Bhimgarh Fort, generally known as the Reasi Fort, is near Reasi, a town approximately 64 km northwest of Jammu. The fort is on a hillock approximately 150 metres high. Initially, it was constructed of clay by Rajput king Bhimdev Rasyal Of Reasi . Later on one of the heirs of Raja Rishipal Rana, reconstructed it using stone. It was used by the royal family members for taking shelter during emergencies. The construction of a new fort at the site was started by Rajput Raja Gulab Singh of Jammu in 1817 and continued till 1841. The construction and consolidation of Bhimgarh fort was further advanced by the advent of General Zorawar Singh. The renovation of the fort was started by Gulab Singh of Jammu and Kashmir in 1817 and continued till 1841. A new entry gate and a stone wall one m wide and 50 m long was built all around, thereby making it less vulnerable to attacks.

The main entry gate is made of Baluka stones with Architecture of carving. The front wall has loopholes. This has a statue of the Goddess Mahakali and of God Hanuman.     

The fort has a temple, a pond, rooms of different sizes, armoury and treasury. After the death of Maharaja Gulab Singh, his heir Maharaja Ranbir Singh and Maharaja Pratap Singh used Bhimgarh Fort as a treasury and armoury. During Maharaja Hari Singh's rule an English minister ordered that the armoury be destroyed and shifted the treasury to Jammu.
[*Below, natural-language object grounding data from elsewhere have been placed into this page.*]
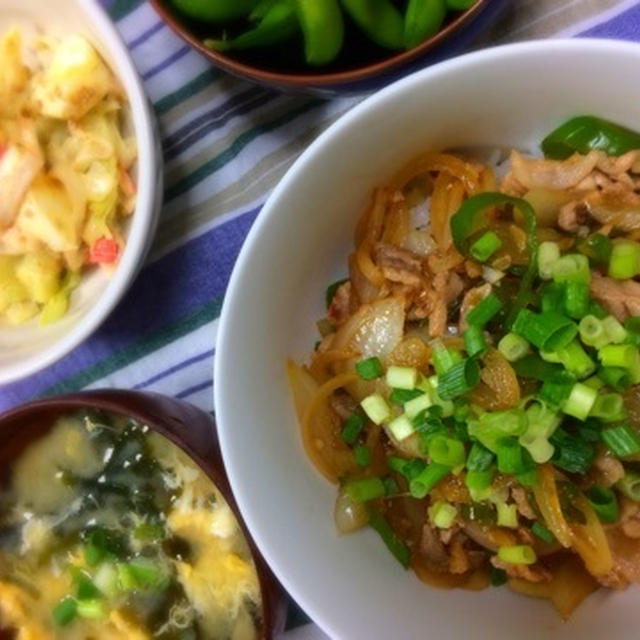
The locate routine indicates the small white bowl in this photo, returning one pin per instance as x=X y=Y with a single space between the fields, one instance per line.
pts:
x=351 y=586
x=29 y=348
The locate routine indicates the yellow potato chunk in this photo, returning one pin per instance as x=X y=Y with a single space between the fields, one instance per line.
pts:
x=75 y=82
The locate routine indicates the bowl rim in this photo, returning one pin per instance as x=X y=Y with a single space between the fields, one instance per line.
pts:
x=226 y=357
x=144 y=219
x=143 y=406
x=300 y=80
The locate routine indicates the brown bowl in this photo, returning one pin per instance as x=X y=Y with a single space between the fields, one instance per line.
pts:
x=191 y=429
x=353 y=79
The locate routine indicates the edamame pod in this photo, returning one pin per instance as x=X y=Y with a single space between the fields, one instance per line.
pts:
x=214 y=10
x=379 y=20
x=323 y=29
x=279 y=24
x=422 y=20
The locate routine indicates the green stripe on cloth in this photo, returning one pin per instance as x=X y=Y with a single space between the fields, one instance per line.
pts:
x=218 y=161
x=146 y=345
x=199 y=83
x=120 y=8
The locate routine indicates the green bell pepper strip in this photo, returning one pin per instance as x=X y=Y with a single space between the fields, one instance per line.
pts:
x=460 y=5
x=323 y=29
x=380 y=20
x=278 y=25
x=216 y=11
x=471 y=218
x=422 y=20
x=586 y=133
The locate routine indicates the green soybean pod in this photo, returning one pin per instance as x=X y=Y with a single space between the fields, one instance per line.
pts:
x=216 y=11
x=322 y=28
x=422 y=20
x=379 y=20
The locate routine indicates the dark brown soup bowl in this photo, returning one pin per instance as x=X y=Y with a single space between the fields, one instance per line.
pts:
x=188 y=427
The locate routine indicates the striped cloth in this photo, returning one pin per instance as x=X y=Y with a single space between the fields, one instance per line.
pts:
x=226 y=144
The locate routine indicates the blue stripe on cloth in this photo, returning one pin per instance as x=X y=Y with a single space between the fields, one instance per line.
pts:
x=145 y=35
x=167 y=62
x=624 y=26
x=194 y=389
x=165 y=291
x=176 y=367
x=216 y=118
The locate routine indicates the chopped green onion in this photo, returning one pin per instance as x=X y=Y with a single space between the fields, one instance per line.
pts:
x=420 y=486
x=625 y=260
x=459 y=379
x=351 y=428
x=400 y=397
x=572 y=453
x=576 y=299
x=597 y=247
x=509 y=455
x=446 y=451
x=485 y=246
x=575 y=360
x=376 y=408
x=513 y=347
x=362 y=455
x=399 y=549
x=484 y=311
x=507 y=515
x=92 y=609
x=609 y=407
x=442 y=358
x=364 y=489
x=331 y=291
x=604 y=503
x=401 y=427
x=618 y=355
x=417 y=405
x=548 y=331
x=614 y=330
x=517 y=554
x=369 y=369
x=497 y=577
x=478 y=481
x=442 y=514
x=592 y=332
x=629 y=485
x=552 y=297
x=573 y=267
x=479 y=458
x=402 y=377
x=474 y=341
x=548 y=254
x=542 y=532
x=65 y=611
x=616 y=377
x=580 y=401
x=621 y=440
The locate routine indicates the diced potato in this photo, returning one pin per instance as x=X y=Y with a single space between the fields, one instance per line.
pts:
x=75 y=82
x=40 y=272
x=11 y=289
x=47 y=215
x=21 y=312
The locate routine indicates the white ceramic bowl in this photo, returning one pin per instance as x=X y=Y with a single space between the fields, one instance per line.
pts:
x=29 y=348
x=351 y=586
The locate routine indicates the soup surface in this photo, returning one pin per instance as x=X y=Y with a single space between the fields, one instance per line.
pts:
x=108 y=530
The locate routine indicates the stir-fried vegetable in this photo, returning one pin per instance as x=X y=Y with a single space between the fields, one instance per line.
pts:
x=509 y=447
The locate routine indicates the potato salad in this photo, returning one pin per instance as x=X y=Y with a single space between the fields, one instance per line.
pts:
x=66 y=184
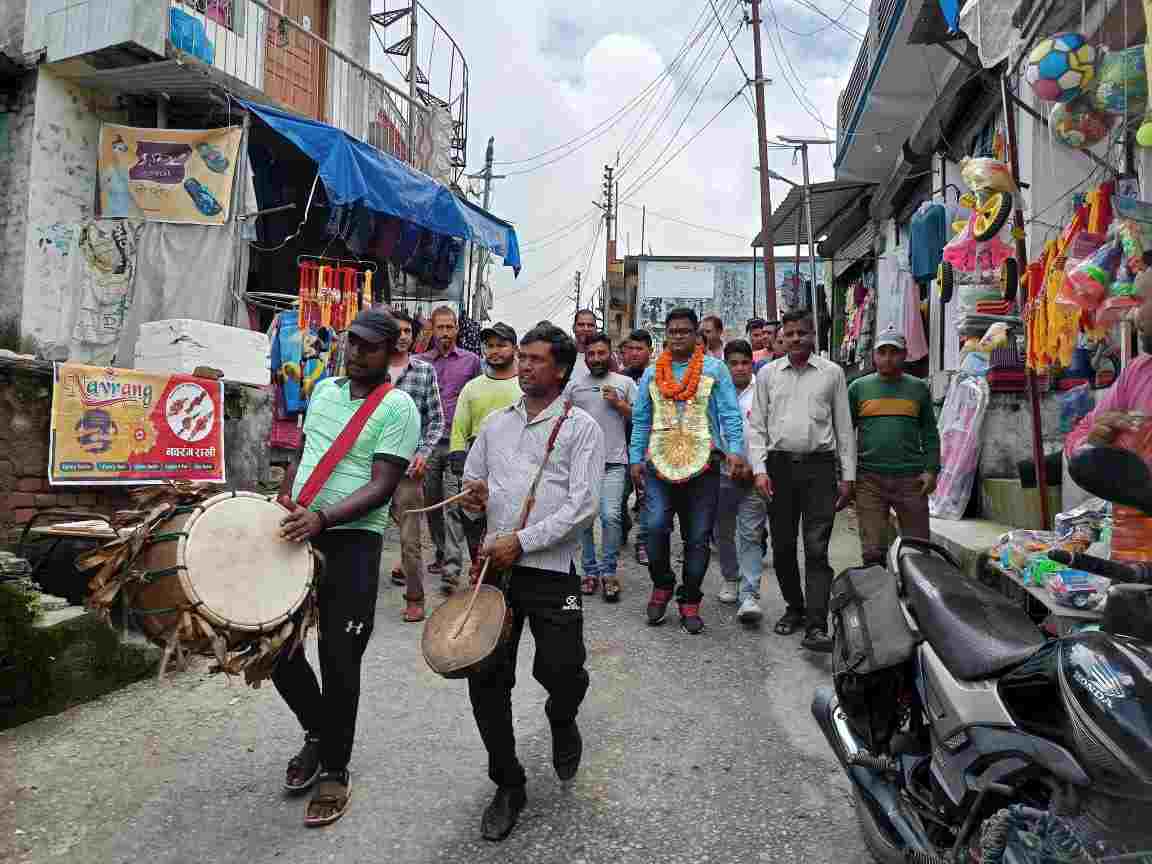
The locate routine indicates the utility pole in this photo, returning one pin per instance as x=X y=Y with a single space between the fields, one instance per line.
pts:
x=609 y=245
x=803 y=144
x=412 y=75
x=762 y=141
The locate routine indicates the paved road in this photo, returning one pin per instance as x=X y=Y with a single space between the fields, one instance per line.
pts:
x=697 y=749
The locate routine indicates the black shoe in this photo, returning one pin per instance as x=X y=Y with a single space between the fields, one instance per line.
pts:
x=816 y=638
x=567 y=748
x=501 y=815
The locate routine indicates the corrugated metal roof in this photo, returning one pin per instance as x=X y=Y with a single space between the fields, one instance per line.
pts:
x=828 y=201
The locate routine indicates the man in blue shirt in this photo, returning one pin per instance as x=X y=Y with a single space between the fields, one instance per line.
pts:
x=686 y=425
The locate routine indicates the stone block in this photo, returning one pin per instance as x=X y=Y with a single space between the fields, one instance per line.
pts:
x=21 y=499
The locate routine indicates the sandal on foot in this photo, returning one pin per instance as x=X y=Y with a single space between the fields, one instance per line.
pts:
x=330 y=801
x=304 y=767
x=414 y=612
x=791 y=621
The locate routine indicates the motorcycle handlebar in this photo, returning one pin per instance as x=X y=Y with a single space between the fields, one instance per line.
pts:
x=1091 y=563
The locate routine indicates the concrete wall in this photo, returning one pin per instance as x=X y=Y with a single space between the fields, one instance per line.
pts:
x=16 y=133
x=1008 y=432
x=61 y=194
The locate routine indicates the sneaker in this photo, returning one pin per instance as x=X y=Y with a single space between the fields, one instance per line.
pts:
x=690 y=619
x=304 y=767
x=658 y=605
x=750 y=612
x=816 y=638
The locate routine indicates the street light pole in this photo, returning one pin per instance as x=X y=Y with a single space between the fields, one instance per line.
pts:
x=802 y=144
x=762 y=141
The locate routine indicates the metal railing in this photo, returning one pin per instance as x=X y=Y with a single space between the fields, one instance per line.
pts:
x=277 y=48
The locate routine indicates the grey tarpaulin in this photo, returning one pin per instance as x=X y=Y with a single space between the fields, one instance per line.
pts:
x=183 y=271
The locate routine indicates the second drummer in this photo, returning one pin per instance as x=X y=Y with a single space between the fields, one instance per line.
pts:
x=346 y=523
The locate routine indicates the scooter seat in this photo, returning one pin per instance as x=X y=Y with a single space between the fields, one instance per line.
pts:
x=977 y=633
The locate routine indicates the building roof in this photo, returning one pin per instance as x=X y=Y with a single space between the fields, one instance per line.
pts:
x=828 y=201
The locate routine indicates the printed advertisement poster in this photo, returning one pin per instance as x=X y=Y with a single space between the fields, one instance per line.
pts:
x=167 y=175
x=123 y=426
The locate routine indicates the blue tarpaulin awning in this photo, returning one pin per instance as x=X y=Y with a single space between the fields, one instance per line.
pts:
x=354 y=172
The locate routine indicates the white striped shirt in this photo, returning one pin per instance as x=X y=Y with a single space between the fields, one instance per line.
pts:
x=507 y=454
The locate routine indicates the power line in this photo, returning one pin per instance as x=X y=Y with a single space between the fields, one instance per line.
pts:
x=681 y=221
x=675 y=98
x=635 y=188
x=734 y=54
x=691 y=39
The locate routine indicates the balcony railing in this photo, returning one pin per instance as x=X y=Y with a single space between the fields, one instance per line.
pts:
x=275 y=48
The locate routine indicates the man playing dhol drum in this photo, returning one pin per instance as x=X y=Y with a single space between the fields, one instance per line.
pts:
x=540 y=437
x=346 y=523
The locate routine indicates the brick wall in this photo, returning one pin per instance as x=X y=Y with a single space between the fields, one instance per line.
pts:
x=25 y=399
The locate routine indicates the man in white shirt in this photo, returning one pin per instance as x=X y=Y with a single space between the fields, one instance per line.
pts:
x=608 y=398
x=536 y=561
x=801 y=423
x=743 y=512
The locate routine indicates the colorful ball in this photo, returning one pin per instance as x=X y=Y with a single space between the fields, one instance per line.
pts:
x=1080 y=124
x=1061 y=67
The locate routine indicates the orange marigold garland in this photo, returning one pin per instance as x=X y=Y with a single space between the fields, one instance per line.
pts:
x=667 y=384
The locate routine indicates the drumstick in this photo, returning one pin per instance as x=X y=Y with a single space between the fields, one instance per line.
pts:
x=476 y=591
x=447 y=501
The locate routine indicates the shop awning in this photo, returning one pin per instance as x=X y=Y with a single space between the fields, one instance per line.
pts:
x=828 y=201
x=354 y=172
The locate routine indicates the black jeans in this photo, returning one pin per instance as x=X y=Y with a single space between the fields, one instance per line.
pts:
x=804 y=493
x=347 y=611
x=552 y=605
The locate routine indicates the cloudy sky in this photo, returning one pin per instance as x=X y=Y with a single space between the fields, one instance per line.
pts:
x=544 y=73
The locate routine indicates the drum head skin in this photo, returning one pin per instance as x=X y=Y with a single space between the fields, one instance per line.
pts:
x=239 y=567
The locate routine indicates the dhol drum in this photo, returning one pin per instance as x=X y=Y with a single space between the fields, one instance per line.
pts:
x=224 y=562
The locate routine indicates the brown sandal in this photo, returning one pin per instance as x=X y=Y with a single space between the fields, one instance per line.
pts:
x=330 y=801
x=414 y=612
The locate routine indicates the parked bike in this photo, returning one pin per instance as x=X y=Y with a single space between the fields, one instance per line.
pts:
x=971 y=739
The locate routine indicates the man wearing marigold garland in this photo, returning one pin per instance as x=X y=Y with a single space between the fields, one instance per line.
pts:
x=686 y=424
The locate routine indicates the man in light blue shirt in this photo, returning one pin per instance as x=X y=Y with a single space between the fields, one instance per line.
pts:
x=687 y=424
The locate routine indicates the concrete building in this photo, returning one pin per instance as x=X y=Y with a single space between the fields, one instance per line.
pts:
x=66 y=66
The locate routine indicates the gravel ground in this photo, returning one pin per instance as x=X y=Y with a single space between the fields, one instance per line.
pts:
x=697 y=749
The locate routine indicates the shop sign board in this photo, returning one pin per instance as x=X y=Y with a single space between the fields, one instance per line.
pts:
x=721 y=287
x=167 y=175
x=123 y=426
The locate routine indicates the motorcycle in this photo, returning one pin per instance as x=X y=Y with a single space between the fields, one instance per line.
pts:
x=990 y=742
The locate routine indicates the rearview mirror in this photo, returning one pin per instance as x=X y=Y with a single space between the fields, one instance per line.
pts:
x=1115 y=475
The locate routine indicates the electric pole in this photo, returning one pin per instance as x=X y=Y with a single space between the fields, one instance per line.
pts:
x=609 y=245
x=762 y=141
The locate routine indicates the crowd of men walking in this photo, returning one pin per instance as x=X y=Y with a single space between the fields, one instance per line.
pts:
x=788 y=445
x=750 y=445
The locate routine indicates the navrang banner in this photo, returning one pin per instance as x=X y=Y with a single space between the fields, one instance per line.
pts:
x=167 y=175
x=123 y=426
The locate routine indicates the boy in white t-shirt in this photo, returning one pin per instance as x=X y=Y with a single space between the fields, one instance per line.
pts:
x=742 y=514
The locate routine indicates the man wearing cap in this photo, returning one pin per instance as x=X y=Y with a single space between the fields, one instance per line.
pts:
x=346 y=523
x=897 y=447
x=417 y=379
x=497 y=388
x=608 y=398
x=454 y=368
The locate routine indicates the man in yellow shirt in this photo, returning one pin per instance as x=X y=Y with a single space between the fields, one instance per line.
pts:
x=497 y=388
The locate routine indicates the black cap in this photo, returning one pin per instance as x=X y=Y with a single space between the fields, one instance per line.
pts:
x=500 y=331
x=374 y=325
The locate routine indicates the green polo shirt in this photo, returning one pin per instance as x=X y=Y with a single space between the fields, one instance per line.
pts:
x=392 y=432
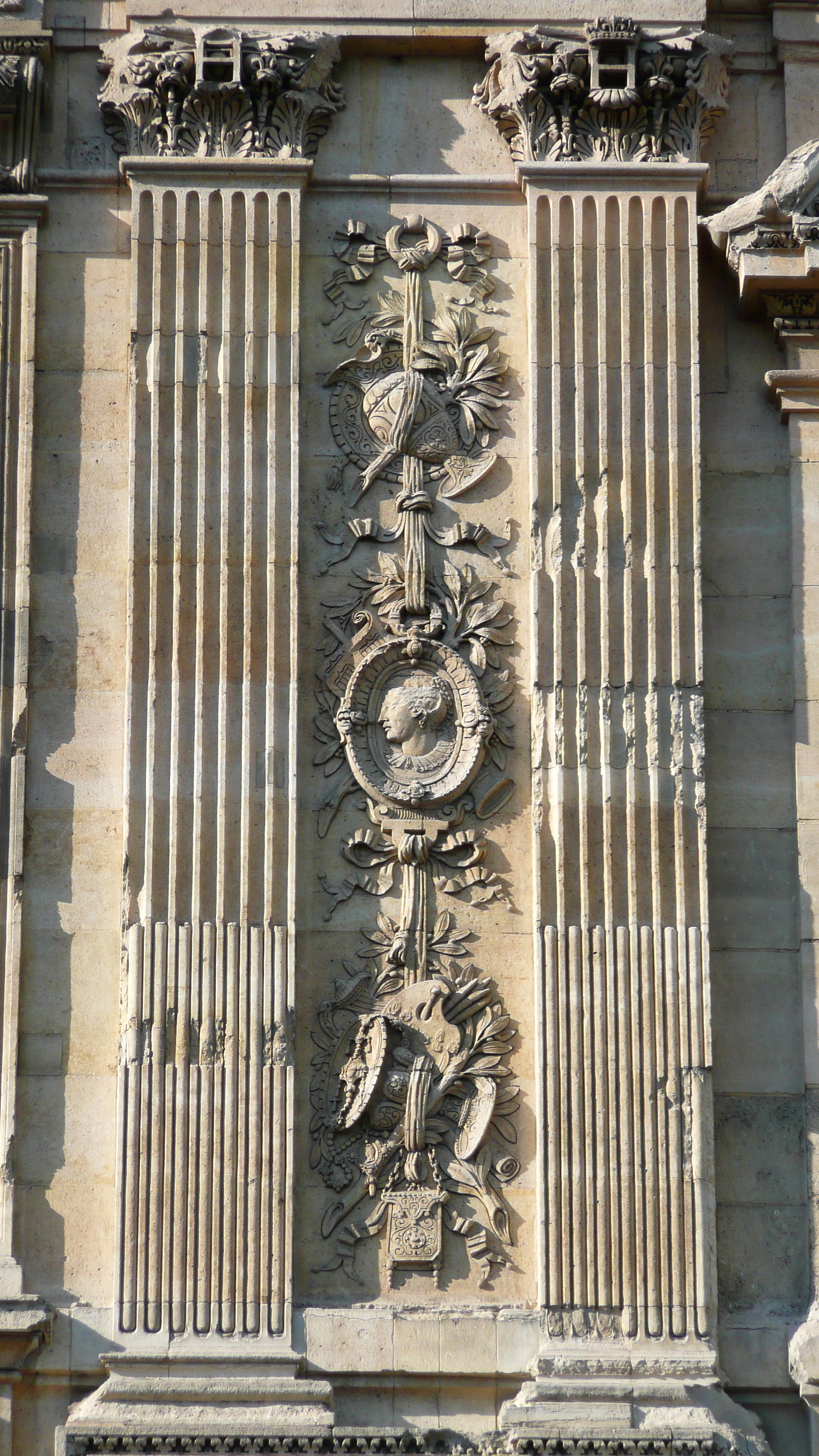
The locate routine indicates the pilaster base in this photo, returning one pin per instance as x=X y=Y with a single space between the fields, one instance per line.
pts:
x=199 y=1393
x=804 y=1358
x=607 y=1400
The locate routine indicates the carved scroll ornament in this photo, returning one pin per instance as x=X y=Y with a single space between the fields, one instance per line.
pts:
x=413 y=1096
x=616 y=95
x=228 y=94
x=22 y=94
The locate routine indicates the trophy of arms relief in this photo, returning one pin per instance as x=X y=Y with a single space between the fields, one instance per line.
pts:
x=411 y=1092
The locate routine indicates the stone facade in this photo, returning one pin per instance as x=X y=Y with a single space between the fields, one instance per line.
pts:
x=409 y=727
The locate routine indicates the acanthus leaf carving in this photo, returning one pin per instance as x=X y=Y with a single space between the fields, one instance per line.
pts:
x=413 y=1097
x=22 y=94
x=228 y=94
x=782 y=216
x=612 y=95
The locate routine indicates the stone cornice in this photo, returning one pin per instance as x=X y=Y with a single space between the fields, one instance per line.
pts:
x=196 y=92
x=618 y=95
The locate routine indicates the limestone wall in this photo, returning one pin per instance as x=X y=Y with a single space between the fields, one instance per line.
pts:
x=411 y=1350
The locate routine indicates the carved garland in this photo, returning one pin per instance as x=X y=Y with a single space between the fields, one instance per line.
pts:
x=411 y=1092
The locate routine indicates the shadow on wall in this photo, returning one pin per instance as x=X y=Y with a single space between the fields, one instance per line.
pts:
x=46 y=990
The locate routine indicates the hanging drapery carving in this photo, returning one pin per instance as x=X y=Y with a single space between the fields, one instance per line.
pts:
x=411 y=1096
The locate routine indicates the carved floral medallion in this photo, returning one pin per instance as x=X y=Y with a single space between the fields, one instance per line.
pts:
x=411 y=1092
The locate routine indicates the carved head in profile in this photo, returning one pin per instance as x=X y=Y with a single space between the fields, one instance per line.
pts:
x=413 y=710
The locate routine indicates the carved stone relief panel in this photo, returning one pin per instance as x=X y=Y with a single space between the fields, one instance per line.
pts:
x=612 y=95
x=414 y=1100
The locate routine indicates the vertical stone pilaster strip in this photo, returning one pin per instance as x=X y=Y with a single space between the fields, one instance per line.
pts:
x=19 y=220
x=205 y=1117
x=626 y=1183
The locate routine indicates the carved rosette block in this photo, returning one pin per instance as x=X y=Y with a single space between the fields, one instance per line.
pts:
x=616 y=94
x=197 y=92
x=627 y=1040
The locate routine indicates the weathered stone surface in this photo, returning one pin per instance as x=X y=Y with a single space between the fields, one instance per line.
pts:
x=397 y=472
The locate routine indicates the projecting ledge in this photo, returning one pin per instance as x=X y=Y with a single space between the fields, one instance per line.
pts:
x=688 y=1413
x=612 y=177
x=203 y=1388
x=796 y=391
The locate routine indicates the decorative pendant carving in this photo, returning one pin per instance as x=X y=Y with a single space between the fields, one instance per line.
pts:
x=411 y=1085
x=194 y=92
x=618 y=95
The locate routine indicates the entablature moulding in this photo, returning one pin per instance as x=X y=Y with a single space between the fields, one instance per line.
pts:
x=426 y=24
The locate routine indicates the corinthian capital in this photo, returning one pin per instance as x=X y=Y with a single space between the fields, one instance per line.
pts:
x=611 y=95
x=197 y=92
x=22 y=88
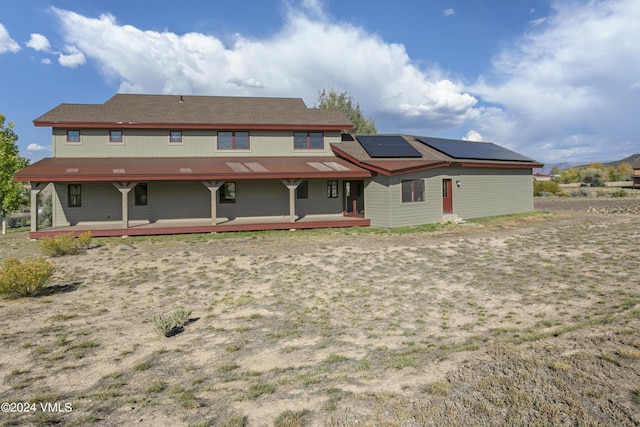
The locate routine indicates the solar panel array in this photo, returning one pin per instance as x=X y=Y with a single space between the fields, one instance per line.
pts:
x=472 y=150
x=390 y=146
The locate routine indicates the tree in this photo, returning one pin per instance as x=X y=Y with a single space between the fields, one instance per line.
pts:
x=330 y=99
x=13 y=194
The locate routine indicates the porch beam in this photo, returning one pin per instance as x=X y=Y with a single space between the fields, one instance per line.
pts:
x=124 y=188
x=292 y=184
x=36 y=188
x=214 y=186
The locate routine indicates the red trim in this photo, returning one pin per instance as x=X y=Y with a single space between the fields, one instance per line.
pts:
x=222 y=126
x=141 y=231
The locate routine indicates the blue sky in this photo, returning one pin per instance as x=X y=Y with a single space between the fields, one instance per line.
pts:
x=555 y=80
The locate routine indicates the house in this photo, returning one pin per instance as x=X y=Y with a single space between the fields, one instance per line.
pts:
x=163 y=164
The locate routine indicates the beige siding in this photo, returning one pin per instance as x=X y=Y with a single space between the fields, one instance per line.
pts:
x=377 y=201
x=195 y=143
x=487 y=192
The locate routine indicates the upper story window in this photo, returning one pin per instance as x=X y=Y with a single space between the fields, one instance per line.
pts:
x=308 y=140
x=175 y=137
x=73 y=136
x=233 y=140
x=115 y=136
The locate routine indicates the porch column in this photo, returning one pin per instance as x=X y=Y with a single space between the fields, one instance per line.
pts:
x=124 y=188
x=213 y=186
x=36 y=188
x=292 y=184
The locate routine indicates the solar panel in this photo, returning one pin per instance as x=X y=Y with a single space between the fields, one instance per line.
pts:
x=472 y=150
x=387 y=146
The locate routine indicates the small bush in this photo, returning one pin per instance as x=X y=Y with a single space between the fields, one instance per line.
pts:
x=172 y=323
x=84 y=239
x=65 y=244
x=24 y=279
x=541 y=187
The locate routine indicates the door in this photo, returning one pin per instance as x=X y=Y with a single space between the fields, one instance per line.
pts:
x=447 y=196
x=353 y=198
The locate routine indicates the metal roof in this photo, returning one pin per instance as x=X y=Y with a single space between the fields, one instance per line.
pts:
x=188 y=168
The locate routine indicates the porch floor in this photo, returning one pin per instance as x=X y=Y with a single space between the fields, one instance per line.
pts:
x=202 y=225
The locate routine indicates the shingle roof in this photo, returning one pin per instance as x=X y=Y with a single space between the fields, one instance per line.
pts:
x=188 y=168
x=177 y=110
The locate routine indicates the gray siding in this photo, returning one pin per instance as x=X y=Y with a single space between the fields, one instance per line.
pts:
x=195 y=143
x=377 y=201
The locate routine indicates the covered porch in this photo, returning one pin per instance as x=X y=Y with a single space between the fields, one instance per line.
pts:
x=193 y=226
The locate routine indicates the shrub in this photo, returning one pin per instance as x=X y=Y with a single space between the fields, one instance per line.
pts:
x=65 y=244
x=541 y=187
x=24 y=279
x=172 y=323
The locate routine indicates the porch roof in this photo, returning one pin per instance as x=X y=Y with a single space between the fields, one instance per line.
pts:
x=188 y=169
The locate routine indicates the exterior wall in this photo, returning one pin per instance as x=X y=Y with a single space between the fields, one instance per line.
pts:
x=483 y=192
x=101 y=202
x=377 y=201
x=195 y=143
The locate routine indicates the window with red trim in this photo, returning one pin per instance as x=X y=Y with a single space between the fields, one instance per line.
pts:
x=308 y=140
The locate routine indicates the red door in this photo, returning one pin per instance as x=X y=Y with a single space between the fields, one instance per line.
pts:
x=447 y=196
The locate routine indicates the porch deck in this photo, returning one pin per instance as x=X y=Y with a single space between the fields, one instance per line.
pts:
x=202 y=225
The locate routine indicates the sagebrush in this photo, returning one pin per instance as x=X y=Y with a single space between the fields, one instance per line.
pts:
x=24 y=278
x=65 y=244
x=170 y=324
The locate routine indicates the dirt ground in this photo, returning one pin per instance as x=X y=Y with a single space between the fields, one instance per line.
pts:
x=522 y=320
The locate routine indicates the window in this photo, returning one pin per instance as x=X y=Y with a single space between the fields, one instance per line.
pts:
x=140 y=194
x=115 y=136
x=413 y=191
x=74 y=195
x=302 y=192
x=175 y=137
x=308 y=140
x=332 y=189
x=73 y=136
x=233 y=140
x=228 y=192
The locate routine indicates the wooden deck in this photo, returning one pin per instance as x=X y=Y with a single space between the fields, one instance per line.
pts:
x=188 y=226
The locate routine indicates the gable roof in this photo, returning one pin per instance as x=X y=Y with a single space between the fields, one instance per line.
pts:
x=431 y=155
x=195 y=112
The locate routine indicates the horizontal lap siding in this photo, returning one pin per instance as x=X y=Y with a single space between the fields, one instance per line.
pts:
x=100 y=202
x=416 y=213
x=318 y=203
x=257 y=198
x=172 y=200
x=489 y=192
x=195 y=143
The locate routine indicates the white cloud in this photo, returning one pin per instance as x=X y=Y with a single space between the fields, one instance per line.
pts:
x=39 y=43
x=36 y=147
x=7 y=44
x=73 y=58
x=570 y=86
x=309 y=52
x=536 y=22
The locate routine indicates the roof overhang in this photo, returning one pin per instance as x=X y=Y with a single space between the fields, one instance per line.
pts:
x=188 y=169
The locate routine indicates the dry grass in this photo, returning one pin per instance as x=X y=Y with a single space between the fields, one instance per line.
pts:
x=526 y=320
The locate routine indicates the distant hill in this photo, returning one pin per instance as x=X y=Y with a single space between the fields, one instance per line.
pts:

Bhimgar Fort was handed over to the Jammu and Kashmir State Archaeology Department in 1989 on the orders of the state government. In 1990, the fort was renovated by the Vaishno Devi Sthapna Board. The surrounding areas were given a facelift with the construction of gardens and pathways. The fort was then opened to the public. Though, the fort is devastated by the earthquakes and lack of maintenance, it stands out as an important landmark in the town.